負けたあと、記者の囲みが解ける。
河村ノエルはメディアに謝意を伝える。
「ありがとうございました」
高校ラグビーでは珍しい丸刈りの下の目は涙にぬれる。
SO主将として先頭に立った大阪桐蔭は元日の午後、京都成章に8−15。白ジャージーは黄×青の出足のよさにたじろいだ。Bシードとして臨んだ101回目の全国大会は3回戦敗退になる。

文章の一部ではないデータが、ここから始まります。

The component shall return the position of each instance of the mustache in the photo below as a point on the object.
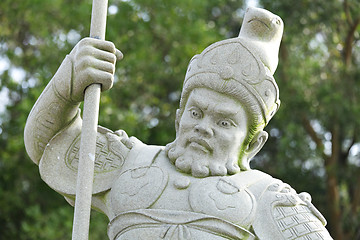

「勝っていたら、保護者の方たちに花園のスタンドで応援してもらうことができました。それができなくなって、申し訳ない気持ちでいっぱいでした」
次の8強戦から無観客が有観客になる。メディアや父兄たちのことを思いやる。
主将就任は監督の綾部正史が決めた。同期と1つ下の投票を参考にする。
「ほぼ、満票でした。でも、ノエルはほかの人間に入れたようです」
謙虚さも持ち合わせる。
「ノエルのいいところはまっすぐなところ。男らしく、やりきります。ウチは朝練習はありませんが、彼は早く来てウエイトをしていました。足りないと思った日は、全体練習が終わったらウエイトをしていました」
自宅は東大阪。大東にある学校まで自転車で片道40分かけて通っていた。その往復もバイクトレーニングになる。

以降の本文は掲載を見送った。